Arrival



Halls
There were four halls, each with a clear role:
- Direct contact with devs and managers — One hall was set up for talking straight to developers or managers from companies showing a new product (e.g. an app). Focus on one product, one story.
- Big-name companies, broad offering — Another hall featured very large companies showing a bit of everything: software, hardware, robots, live demos, etc.

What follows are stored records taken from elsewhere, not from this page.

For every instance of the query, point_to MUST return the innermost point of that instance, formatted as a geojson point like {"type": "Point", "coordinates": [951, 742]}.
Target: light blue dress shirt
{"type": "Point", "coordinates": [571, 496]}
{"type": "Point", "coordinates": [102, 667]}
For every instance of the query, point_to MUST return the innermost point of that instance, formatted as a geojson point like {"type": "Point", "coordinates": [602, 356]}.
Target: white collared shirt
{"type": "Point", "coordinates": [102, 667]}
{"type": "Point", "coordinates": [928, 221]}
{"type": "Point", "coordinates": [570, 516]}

- Lesser-known companies, stronger stands — A third hall had companies that weren't as well known, but the stands were often better than in the previous one: more staff, more things to see and try, and more going on in general.
- Meetings, informal talks, demos and games — A fourth hall was more geared to meetings, informal chats, and demos or games (AR, VR, etc.).



Stands
The term AI was everywhere — on every stand and in every pitch. Across all stands, regardless of hall, the pattern was the same: presentations were 100% made with AI. Several people also admitted that their application relied heavily on AI — but built and guided by experts in that product or domain.
Several stands were selling anti–scam call solutions; one stand was dedicated entirely to that.










NTT Docomo: 5G core on AWS
Simple explanation: NTT Docomo deployed the core of its 5G network in the AWS cloud and uses AI to automatically manage and deploy it.
Even simpler: Instead of engineers manually configuring the network, AI and automation handle it in the cloud.
What the diagram shows:
- AI agents make decisions and control the system.
- An orchestrator coordinates everything.
- GitOps is used to automatically deploy changes.
- The system runs on AWS using Kubernetes (EKS).
What they are claiming: They say this is the first commercial 5G core that integrates AI and GitOps from the design phase all the way to deployment.

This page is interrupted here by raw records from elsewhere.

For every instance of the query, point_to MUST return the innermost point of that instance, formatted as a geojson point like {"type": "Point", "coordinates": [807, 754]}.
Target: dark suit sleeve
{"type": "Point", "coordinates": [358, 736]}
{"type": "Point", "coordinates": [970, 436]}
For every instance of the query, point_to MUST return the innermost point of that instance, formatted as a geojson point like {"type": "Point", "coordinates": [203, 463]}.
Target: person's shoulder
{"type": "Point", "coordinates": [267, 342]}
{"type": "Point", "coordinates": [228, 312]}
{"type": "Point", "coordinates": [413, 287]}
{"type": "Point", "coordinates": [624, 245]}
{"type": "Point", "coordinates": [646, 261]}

AI Studio Ciena (Blue Planet)
Simple explanation: This diagram shows a platform called AI Studio that helps companies build, manage, and run AI agents to automate telecom network operations.
Even simpler: It is a system where you can create AI agents that help run and manage telecom networks automatically.
What the diagram shows:
- Build: Tools to create AI agents (low-code or bring your own AI).
- Enrich: A knowledge base with telecom data and information.
- Manage: Pipelines and tools to control and organize the agents.
- Run: An orchestration engine that executes the agents.
Data and tools: The AI agents use:
- Network data (devices, telemetry, routing, policies).
- Customer data and APIs.
- External LLMs (large language models).
What the platform is for: It helps telecom companies automate tasks like:
- Network orchestration
- Monitoring and assurance
- Route analytics
- 5G network slicing

Nokia (Ruckus)
Simple explanation: This slide explains how Optical LAN technology from Nokia can extend network coverage compared to traditional LAN, and how it can work together with Ruckus Wi-Fi networks.
Even simpler: Traditional Ethernet networks can only reach about 100 meters, while Optical LAN (fiber) can reach up to 20 km.
What the diagram shows:
- Traditional LAN
- Limited distance (~100 m)
- Requires many switches across the building
- Needs more power and equipment
- Uses more IT space
- Optical LAN
- Much longer distance (up to ~20 km)
- Fewer switches needed
- Easier to extend to new locations
- Uses less power and infrastructure
What they are claiming: Using Nokia Optical LAN with Ruckus Wi-Fi allows networks to cover larger buildings or campuses with fewer devices, lower power consumption, and simpler infrastructure.


People
One conversation stood out: a Microsoft worker focused on autonetworking (automation/networking). He didn't give much time or hope to juniors, and said that if he were a junior today, he would switch to something else — meaning another field of study and another kind of job.